Blog, Düşünce

İnsan ve Mekân Bağına Kişisel Bir Bakış

18 Mart 2017

2016 benim için yıkım dolu bir yıldı.

Neden…

İstanbul Bahçelievler'de büyüdüm.

Fikret Yüzatlı İlköğretim Okulunda ilkokulu, Bahçelievler Lisesinde liseyi okudum. Bizim semtin bütün çocukları gibi Adnan Menderes Anadolu Lisesinin bahçesinde basketbol, futbol oynadık. Zaman zaman da biraz daha uzak Kazım Karabekir İlkokulunun bahçesinde eğlenirdik.

2016’da bu 4 okul da yıkıldı!

Bu mekanlarla muhabbetim şöyle kabaca 1994 – 2004 arasıydı diyebilirim.
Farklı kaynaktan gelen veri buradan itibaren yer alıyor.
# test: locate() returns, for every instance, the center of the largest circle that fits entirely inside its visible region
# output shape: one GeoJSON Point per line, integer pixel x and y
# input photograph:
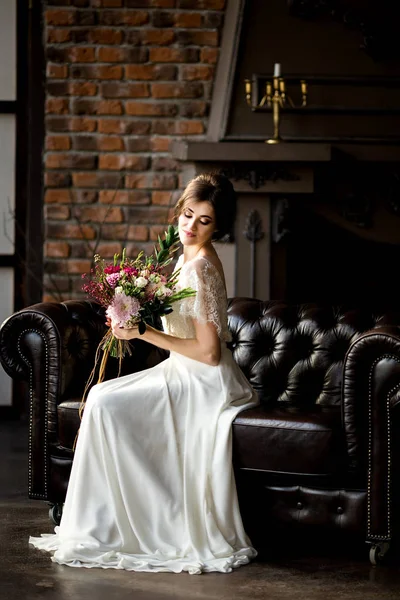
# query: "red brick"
{"type": "Point", "coordinates": [193, 109]}
{"type": "Point", "coordinates": [83, 124]}
{"type": "Point", "coordinates": [84, 142]}
{"type": "Point", "coordinates": [123, 197]}
{"type": "Point", "coordinates": [57, 249]}
{"type": "Point", "coordinates": [123, 17]}
{"type": "Point", "coordinates": [108, 249]}
{"type": "Point", "coordinates": [177, 90]}
{"type": "Point", "coordinates": [78, 266]}
{"type": "Point", "coordinates": [162, 182]}
{"type": "Point", "coordinates": [58, 36]}
{"type": "Point", "coordinates": [58, 142]}
{"type": "Point", "coordinates": [160, 144]}
{"type": "Point", "coordinates": [70, 161]}
{"type": "Point", "coordinates": [109, 143]}
{"type": "Point", "coordinates": [156, 37]}
{"type": "Point", "coordinates": [83, 89]}
{"type": "Point", "coordinates": [178, 127]}
{"type": "Point", "coordinates": [57, 106]}
{"type": "Point", "coordinates": [138, 181]}
{"type": "Point", "coordinates": [56, 179]}
{"type": "Point", "coordinates": [57, 71]}
{"type": "Point", "coordinates": [84, 106]}
{"type": "Point", "coordinates": [96, 72]}
{"type": "Point", "coordinates": [155, 231]}
{"type": "Point", "coordinates": [209, 55]}
{"type": "Point", "coordinates": [57, 196]}
{"type": "Point", "coordinates": [161, 109]}
{"type": "Point", "coordinates": [119, 162]}
{"type": "Point", "coordinates": [60, 17]}
{"type": "Point", "coordinates": [138, 144]}
{"type": "Point", "coordinates": [85, 179]}
{"type": "Point", "coordinates": [139, 233]}
{"type": "Point", "coordinates": [187, 20]}
{"type": "Point", "coordinates": [125, 90]}
{"type": "Point", "coordinates": [197, 38]}
{"type": "Point", "coordinates": [99, 214]}
{"type": "Point", "coordinates": [161, 198]}
{"type": "Point", "coordinates": [154, 215]}
{"type": "Point", "coordinates": [57, 212]}
{"type": "Point", "coordinates": [84, 196]}
{"type": "Point", "coordinates": [197, 72]}
{"type": "Point", "coordinates": [98, 35]}
{"type": "Point", "coordinates": [97, 180]}
{"type": "Point", "coordinates": [151, 72]}
{"type": "Point", "coordinates": [109, 107]}
{"type": "Point", "coordinates": [164, 163]}
{"type": "Point", "coordinates": [175, 55]}
{"type": "Point", "coordinates": [123, 126]}
{"type": "Point", "coordinates": [69, 230]}
{"type": "Point", "coordinates": [57, 88]}
{"type": "Point", "coordinates": [111, 54]}
{"type": "Point", "coordinates": [82, 54]}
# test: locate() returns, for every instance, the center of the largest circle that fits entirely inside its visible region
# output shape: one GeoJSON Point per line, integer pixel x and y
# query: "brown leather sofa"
{"type": "Point", "coordinates": [321, 452]}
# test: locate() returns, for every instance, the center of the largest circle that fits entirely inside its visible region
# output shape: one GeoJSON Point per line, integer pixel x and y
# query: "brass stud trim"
{"type": "Point", "coordinates": [45, 454]}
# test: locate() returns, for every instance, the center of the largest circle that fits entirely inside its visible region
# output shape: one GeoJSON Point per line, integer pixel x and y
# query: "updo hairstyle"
{"type": "Point", "coordinates": [218, 191]}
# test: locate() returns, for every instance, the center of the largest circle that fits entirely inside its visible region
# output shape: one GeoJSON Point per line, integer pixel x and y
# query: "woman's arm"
{"type": "Point", "coordinates": [205, 347]}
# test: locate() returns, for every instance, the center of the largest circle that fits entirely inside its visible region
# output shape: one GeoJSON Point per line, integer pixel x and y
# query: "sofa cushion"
{"type": "Point", "coordinates": [286, 440]}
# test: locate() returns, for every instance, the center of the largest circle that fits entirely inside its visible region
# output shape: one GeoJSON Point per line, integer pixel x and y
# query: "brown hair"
{"type": "Point", "coordinates": [216, 189]}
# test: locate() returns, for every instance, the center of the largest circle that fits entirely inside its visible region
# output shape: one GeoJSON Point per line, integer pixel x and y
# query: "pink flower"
{"type": "Point", "coordinates": [111, 269]}
{"type": "Point", "coordinates": [113, 279]}
{"type": "Point", "coordinates": [123, 309]}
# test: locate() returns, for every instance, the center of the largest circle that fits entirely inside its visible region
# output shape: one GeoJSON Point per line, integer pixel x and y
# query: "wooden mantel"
{"type": "Point", "coordinates": [250, 151]}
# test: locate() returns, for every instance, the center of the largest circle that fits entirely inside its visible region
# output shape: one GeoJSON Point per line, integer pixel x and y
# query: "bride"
{"type": "Point", "coordinates": [152, 486]}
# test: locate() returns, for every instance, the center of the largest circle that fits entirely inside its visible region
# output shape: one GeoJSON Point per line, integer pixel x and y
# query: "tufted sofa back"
{"type": "Point", "coordinates": [293, 355]}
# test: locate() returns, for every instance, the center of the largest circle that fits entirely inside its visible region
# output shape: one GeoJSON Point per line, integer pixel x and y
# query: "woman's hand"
{"type": "Point", "coordinates": [124, 334]}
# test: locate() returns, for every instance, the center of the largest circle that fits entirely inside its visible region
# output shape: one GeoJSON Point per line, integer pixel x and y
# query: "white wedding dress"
{"type": "Point", "coordinates": [152, 486]}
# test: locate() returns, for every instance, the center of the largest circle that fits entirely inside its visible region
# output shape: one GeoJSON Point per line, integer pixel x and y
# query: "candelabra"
{"type": "Point", "coordinates": [275, 97]}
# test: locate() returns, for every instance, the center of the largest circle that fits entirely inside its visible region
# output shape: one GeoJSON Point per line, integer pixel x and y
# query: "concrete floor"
{"type": "Point", "coordinates": [27, 573]}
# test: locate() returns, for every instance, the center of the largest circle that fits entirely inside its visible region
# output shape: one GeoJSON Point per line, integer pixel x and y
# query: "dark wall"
{"type": "Point", "coordinates": [322, 45]}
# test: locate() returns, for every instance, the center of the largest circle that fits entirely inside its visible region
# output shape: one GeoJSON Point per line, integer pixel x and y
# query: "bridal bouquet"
{"type": "Point", "coordinates": [134, 291]}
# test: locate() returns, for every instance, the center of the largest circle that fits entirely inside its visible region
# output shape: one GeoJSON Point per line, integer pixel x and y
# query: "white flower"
{"type": "Point", "coordinates": [155, 278]}
{"type": "Point", "coordinates": [141, 282]}
{"type": "Point", "coordinates": [163, 291]}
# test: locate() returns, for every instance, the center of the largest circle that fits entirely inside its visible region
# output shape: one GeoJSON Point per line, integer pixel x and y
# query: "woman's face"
{"type": "Point", "coordinates": [196, 223]}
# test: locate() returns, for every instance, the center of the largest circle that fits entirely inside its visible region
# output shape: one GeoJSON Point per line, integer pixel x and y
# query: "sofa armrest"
{"type": "Point", "coordinates": [52, 346]}
{"type": "Point", "coordinates": [371, 386]}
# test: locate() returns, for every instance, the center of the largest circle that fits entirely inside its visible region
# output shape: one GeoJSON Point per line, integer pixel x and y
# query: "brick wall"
{"type": "Point", "coordinates": [124, 78]}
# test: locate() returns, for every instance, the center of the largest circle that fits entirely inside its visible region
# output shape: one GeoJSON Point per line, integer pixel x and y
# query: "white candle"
{"type": "Point", "coordinates": [277, 70]}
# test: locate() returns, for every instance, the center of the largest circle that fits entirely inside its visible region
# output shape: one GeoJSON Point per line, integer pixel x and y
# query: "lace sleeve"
{"type": "Point", "coordinates": [209, 305]}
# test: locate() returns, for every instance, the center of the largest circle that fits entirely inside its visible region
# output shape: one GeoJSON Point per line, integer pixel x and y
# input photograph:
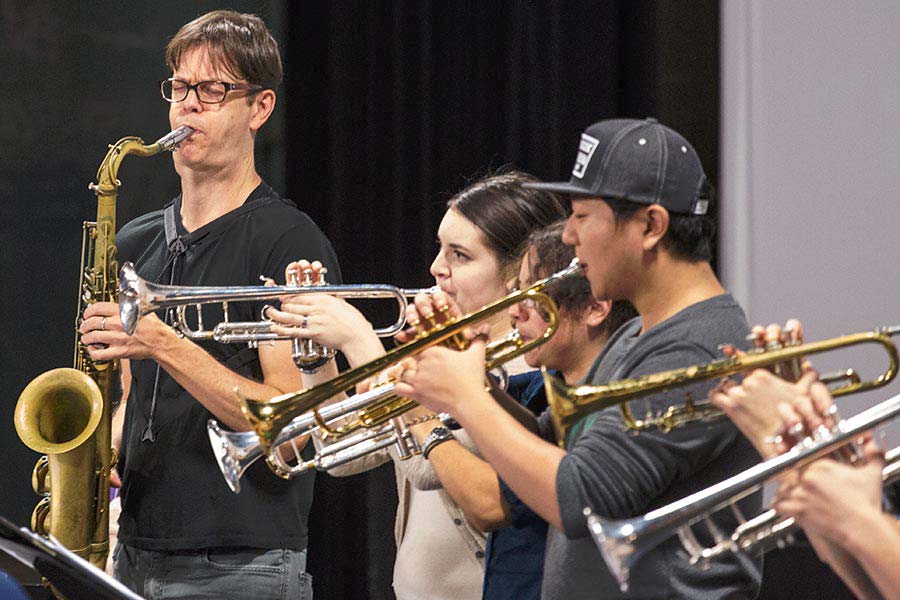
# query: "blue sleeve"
{"type": "Point", "coordinates": [519, 513]}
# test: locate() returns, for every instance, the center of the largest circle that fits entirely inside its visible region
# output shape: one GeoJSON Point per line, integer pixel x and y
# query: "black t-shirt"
{"type": "Point", "coordinates": [173, 495]}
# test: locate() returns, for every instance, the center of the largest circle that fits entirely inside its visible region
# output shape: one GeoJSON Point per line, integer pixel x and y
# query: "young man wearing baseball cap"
{"type": "Point", "coordinates": [640, 228]}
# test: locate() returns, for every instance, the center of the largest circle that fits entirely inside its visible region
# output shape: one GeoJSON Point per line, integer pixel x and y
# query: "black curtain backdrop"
{"type": "Point", "coordinates": [387, 109]}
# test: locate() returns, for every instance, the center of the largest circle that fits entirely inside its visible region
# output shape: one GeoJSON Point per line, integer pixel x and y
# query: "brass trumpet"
{"type": "Point", "coordinates": [269, 417]}
{"type": "Point", "coordinates": [138, 297]}
{"type": "Point", "coordinates": [623, 542]}
{"type": "Point", "coordinates": [368, 422]}
{"type": "Point", "coordinates": [570, 404]}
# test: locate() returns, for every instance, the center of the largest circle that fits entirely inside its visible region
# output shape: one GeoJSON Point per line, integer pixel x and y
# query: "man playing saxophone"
{"type": "Point", "coordinates": [182, 532]}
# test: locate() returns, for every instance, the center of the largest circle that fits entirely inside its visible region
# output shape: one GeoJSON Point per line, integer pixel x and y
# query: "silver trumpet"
{"type": "Point", "coordinates": [623, 542]}
{"type": "Point", "coordinates": [138, 297]}
{"type": "Point", "coordinates": [236, 451]}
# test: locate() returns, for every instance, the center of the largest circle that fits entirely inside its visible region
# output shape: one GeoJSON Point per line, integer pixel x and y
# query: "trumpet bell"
{"type": "Point", "coordinates": [234, 452]}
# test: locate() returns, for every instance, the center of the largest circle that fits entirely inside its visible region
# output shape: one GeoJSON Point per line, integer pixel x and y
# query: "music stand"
{"type": "Point", "coordinates": [73, 576]}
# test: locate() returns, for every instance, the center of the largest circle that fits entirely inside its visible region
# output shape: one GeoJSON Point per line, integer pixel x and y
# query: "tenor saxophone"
{"type": "Point", "coordinates": [66, 413]}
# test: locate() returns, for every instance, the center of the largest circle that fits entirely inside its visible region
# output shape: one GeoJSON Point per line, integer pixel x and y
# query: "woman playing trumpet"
{"type": "Point", "coordinates": [515, 550]}
{"type": "Point", "coordinates": [439, 554]}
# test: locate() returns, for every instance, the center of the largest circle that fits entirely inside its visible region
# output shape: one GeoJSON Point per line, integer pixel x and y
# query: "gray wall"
{"type": "Point", "coordinates": [810, 185]}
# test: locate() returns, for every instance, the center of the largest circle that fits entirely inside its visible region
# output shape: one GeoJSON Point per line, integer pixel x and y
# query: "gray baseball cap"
{"type": "Point", "coordinates": [640, 161]}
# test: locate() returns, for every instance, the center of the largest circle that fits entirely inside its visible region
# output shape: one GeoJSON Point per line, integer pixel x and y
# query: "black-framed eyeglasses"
{"type": "Point", "coordinates": [208, 92]}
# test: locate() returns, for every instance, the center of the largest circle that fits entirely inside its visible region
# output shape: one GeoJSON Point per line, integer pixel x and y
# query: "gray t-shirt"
{"type": "Point", "coordinates": [619, 474]}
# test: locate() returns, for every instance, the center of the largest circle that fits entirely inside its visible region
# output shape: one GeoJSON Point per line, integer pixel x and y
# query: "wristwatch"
{"type": "Point", "coordinates": [435, 437]}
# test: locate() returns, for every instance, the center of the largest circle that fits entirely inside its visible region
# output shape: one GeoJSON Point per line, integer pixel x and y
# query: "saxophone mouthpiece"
{"type": "Point", "coordinates": [171, 140]}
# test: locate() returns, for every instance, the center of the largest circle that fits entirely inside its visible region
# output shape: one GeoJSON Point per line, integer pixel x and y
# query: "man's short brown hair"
{"type": "Point", "coordinates": [238, 44]}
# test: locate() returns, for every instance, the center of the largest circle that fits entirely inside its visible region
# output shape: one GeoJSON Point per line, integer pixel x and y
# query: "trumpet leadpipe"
{"type": "Point", "coordinates": [623, 542]}
{"type": "Point", "coordinates": [138, 297]}
{"type": "Point", "coordinates": [771, 530]}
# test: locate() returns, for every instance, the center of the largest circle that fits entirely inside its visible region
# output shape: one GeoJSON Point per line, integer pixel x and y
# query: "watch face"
{"type": "Point", "coordinates": [440, 432]}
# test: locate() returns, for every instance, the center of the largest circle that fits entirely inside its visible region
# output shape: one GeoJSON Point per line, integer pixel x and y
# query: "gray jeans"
{"type": "Point", "coordinates": [233, 573]}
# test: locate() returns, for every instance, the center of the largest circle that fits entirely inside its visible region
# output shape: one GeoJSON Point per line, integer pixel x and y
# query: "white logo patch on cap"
{"type": "Point", "coordinates": [585, 152]}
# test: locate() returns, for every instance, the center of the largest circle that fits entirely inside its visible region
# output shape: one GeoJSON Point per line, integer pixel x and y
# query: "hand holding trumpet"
{"type": "Point", "coordinates": [438, 377]}
{"type": "Point", "coordinates": [774, 413]}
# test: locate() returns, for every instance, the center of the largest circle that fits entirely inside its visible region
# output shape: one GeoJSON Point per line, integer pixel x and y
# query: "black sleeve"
{"type": "Point", "coordinates": [619, 474]}
{"type": "Point", "coordinates": [303, 241]}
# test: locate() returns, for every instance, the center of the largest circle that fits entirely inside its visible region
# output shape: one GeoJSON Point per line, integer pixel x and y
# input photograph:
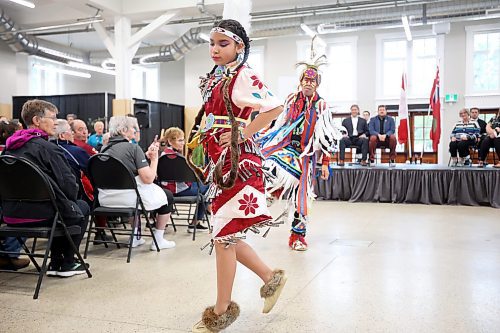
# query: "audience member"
{"type": "Point", "coordinates": [81, 134]}
{"type": "Point", "coordinates": [32, 144]}
{"type": "Point", "coordinates": [366, 115]}
{"type": "Point", "coordinates": [492, 139]}
{"type": "Point", "coordinates": [357, 135]}
{"type": "Point", "coordinates": [70, 117]}
{"type": "Point", "coordinates": [95, 140]}
{"type": "Point", "coordinates": [175, 141]}
{"type": "Point", "coordinates": [154, 197]}
{"type": "Point", "coordinates": [464, 135]}
{"type": "Point", "coordinates": [382, 128]}
{"type": "Point", "coordinates": [10, 244]}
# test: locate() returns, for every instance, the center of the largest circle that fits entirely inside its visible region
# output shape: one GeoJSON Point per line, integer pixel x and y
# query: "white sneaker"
{"type": "Point", "coordinates": [162, 244]}
{"type": "Point", "coordinates": [137, 242]}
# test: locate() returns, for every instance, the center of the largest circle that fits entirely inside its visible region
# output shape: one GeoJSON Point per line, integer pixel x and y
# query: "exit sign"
{"type": "Point", "coordinates": [451, 98]}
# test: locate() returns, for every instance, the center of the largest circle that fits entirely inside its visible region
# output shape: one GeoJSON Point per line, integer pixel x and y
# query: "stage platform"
{"type": "Point", "coordinates": [410, 183]}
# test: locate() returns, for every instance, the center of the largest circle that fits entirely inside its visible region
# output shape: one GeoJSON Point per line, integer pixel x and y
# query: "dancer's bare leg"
{"type": "Point", "coordinates": [246, 255]}
{"type": "Point", "coordinates": [226, 270]}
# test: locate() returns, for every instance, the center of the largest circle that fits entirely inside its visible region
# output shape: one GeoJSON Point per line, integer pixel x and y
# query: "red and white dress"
{"type": "Point", "coordinates": [243, 206]}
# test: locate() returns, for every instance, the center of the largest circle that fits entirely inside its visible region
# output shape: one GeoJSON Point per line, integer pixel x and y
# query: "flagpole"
{"type": "Point", "coordinates": [423, 146]}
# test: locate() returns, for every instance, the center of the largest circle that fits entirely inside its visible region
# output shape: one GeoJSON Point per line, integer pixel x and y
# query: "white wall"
{"type": "Point", "coordinates": [8, 72]}
{"type": "Point", "coordinates": [172, 82]}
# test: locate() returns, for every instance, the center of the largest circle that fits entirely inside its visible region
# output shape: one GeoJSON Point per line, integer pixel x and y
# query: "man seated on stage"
{"type": "Point", "coordinates": [474, 116]}
{"type": "Point", "coordinates": [366, 115]}
{"type": "Point", "coordinates": [492, 139]}
{"type": "Point", "coordinates": [357, 135]}
{"type": "Point", "coordinates": [382, 129]}
{"type": "Point", "coordinates": [464, 135]}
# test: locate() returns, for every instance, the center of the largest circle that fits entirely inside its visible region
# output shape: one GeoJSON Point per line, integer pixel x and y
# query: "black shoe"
{"type": "Point", "coordinates": [199, 227]}
{"type": "Point", "coordinates": [53, 268]}
{"type": "Point", "coordinates": [73, 269]}
{"type": "Point", "coordinates": [13, 264]}
{"type": "Point", "coordinates": [102, 237]}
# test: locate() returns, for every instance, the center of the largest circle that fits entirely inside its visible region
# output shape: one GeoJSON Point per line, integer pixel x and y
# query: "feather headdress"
{"type": "Point", "coordinates": [311, 67]}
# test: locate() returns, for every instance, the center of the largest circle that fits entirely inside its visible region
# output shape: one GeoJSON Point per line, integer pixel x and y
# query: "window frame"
{"type": "Point", "coordinates": [353, 41]}
{"type": "Point", "coordinates": [469, 60]}
{"type": "Point", "coordinates": [398, 36]}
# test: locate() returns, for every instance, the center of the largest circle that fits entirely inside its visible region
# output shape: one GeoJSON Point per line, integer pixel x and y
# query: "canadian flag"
{"type": "Point", "coordinates": [403, 113]}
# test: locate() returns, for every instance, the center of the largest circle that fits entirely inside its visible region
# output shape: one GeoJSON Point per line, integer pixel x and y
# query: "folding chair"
{"type": "Point", "coordinates": [22, 181]}
{"type": "Point", "coordinates": [177, 170]}
{"type": "Point", "coordinates": [107, 172]}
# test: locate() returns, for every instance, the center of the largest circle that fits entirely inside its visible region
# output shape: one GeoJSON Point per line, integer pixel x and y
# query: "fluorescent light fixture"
{"type": "Point", "coordinates": [60, 54]}
{"type": "Point", "coordinates": [406, 26]}
{"type": "Point", "coordinates": [307, 30]}
{"type": "Point", "coordinates": [24, 3]}
{"type": "Point", "coordinates": [204, 36]}
{"type": "Point", "coordinates": [62, 71]}
{"type": "Point", "coordinates": [108, 63]}
{"type": "Point", "coordinates": [91, 68]}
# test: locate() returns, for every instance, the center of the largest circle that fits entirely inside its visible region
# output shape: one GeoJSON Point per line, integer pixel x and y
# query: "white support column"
{"type": "Point", "coordinates": [123, 59]}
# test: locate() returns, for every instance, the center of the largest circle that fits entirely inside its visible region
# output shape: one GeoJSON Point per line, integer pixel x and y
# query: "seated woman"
{"type": "Point", "coordinates": [173, 138]}
{"type": "Point", "coordinates": [464, 135]}
{"type": "Point", "coordinates": [156, 199]}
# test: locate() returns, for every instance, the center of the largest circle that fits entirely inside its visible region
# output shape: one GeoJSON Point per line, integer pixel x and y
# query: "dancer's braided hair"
{"type": "Point", "coordinates": [236, 28]}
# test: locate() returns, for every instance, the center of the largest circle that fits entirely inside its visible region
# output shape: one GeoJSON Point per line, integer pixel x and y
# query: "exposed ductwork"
{"type": "Point", "coordinates": [21, 42]}
{"type": "Point", "coordinates": [178, 49]}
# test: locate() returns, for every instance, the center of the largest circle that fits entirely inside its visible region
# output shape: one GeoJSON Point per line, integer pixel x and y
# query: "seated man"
{"type": "Point", "coordinates": [357, 134]}
{"type": "Point", "coordinates": [492, 139]}
{"type": "Point", "coordinates": [32, 144]}
{"type": "Point", "coordinates": [464, 135]}
{"type": "Point", "coordinates": [382, 129]}
{"type": "Point", "coordinates": [95, 140]}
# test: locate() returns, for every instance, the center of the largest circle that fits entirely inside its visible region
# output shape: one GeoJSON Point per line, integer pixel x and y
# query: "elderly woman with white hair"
{"type": "Point", "coordinates": [122, 130]}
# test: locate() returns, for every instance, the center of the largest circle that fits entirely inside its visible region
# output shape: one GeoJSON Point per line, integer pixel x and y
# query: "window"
{"type": "Point", "coordinates": [417, 58]}
{"type": "Point", "coordinates": [338, 86]}
{"type": "Point", "coordinates": [486, 61]}
{"type": "Point", "coordinates": [46, 81]}
{"type": "Point", "coordinates": [482, 63]}
{"type": "Point", "coordinates": [144, 82]}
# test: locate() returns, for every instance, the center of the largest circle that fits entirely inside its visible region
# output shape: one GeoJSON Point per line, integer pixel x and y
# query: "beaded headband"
{"type": "Point", "coordinates": [228, 33]}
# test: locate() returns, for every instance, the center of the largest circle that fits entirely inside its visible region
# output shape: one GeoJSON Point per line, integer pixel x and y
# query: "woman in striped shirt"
{"type": "Point", "coordinates": [464, 135]}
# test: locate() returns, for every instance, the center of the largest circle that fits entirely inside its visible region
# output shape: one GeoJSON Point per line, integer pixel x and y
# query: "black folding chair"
{"type": "Point", "coordinates": [109, 173]}
{"type": "Point", "coordinates": [177, 170]}
{"type": "Point", "coordinates": [24, 182]}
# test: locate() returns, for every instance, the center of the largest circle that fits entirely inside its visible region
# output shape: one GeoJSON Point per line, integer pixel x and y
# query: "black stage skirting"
{"type": "Point", "coordinates": [405, 183]}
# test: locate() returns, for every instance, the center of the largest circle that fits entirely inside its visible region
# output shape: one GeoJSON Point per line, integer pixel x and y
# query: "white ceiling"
{"type": "Point", "coordinates": [52, 12]}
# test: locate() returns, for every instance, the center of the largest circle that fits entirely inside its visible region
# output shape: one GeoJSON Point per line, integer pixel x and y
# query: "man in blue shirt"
{"type": "Point", "coordinates": [382, 128]}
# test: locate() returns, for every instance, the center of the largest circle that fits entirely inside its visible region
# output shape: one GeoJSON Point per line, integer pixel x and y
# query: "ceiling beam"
{"type": "Point", "coordinates": [147, 30]}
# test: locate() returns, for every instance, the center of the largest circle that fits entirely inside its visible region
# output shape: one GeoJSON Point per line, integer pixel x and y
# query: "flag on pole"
{"type": "Point", "coordinates": [435, 105]}
{"type": "Point", "coordinates": [403, 113]}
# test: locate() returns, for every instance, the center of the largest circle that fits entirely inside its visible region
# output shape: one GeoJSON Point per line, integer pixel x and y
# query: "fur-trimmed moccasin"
{"type": "Point", "coordinates": [211, 322]}
{"type": "Point", "coordinates": [272, 289]}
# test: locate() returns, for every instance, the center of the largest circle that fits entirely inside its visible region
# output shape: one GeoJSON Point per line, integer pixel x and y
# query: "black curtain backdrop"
{"type": "Point", "coordinates": [430, 184]}
{"type": "Point", "coordinates": [87, 107]}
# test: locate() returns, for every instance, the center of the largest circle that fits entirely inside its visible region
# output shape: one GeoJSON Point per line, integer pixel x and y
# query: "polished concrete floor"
{"type": "Point", "coordinates": [370, 268]}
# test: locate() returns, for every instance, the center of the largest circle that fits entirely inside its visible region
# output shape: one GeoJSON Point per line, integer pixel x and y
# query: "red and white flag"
{"type": "Point", "coordinates": [435, 105]}
{"type": "Point", "coordinates": [403, 113]}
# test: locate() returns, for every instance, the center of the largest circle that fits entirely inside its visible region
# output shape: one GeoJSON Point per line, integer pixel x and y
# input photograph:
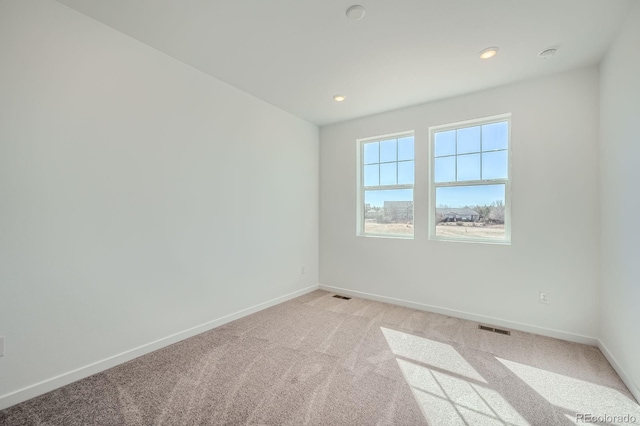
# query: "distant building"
{"type": "Point", "coordinates": [398, 211]}
{"type": "Point", "coordinates": [456, 215]}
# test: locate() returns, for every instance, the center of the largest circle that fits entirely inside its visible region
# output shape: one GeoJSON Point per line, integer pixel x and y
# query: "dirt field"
{"type": "Point", "coordinates": [491, 232]}
{"type": "Point", "coordinates": [388, 228]}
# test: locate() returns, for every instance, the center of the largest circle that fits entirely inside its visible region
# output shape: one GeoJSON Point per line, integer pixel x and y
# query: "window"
{"type": "Point", "coordinates": [385, 186]}
{"type": "Point", "coordinates": [470, 181]}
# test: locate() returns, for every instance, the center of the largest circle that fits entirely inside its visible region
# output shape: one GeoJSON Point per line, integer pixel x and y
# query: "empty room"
{"type": "Point", "coordinates": [411, 212]}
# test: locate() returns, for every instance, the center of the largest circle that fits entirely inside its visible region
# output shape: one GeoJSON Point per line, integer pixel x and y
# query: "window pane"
{"type": "Point", "coordinates": [495, 165]}
{"type": "Point", "coordinates": [495, 136]}
{"type": "Point", "coordinates": [405, 148]}
{"type": "Point", "coordinates": [388, 150]}
{"type": "Point", "coordinates": [469, 140]}
{"type": "Point", "coordinates": [445, 143]}
{"type": "Point", "coordinates": [445, 169]}
{"type": "Point", "coordinates": [388, 212]}
{"type": "Point", "coordinates": [471, 211]}
{"type": "Point", "coordinates": [371, 175]}
{"type": "Point", "coordinates": [371, 152]}
{"type": "Point", "coordinates": [388, 174]}
{"type": "Point", "coordinates": [405, 173]}
{"type": "Point", "coordinates": [468, 167]}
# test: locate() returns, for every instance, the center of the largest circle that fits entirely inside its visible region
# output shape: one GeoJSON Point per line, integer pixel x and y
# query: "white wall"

Hala aynı bölgede oturuyorum.

Şehir veya ilçe değiştirme planım yok. Çocuklarımda aynı bölgede büyüsün istiyorum. Yıllanmış olmanın güveni veya kültürel muhafazakarlık bir sebep olabilir ama en temeldeki gerekçem; bölgeyi sevmek.

Peki, okulların yıkılması neden önemli bu kadar?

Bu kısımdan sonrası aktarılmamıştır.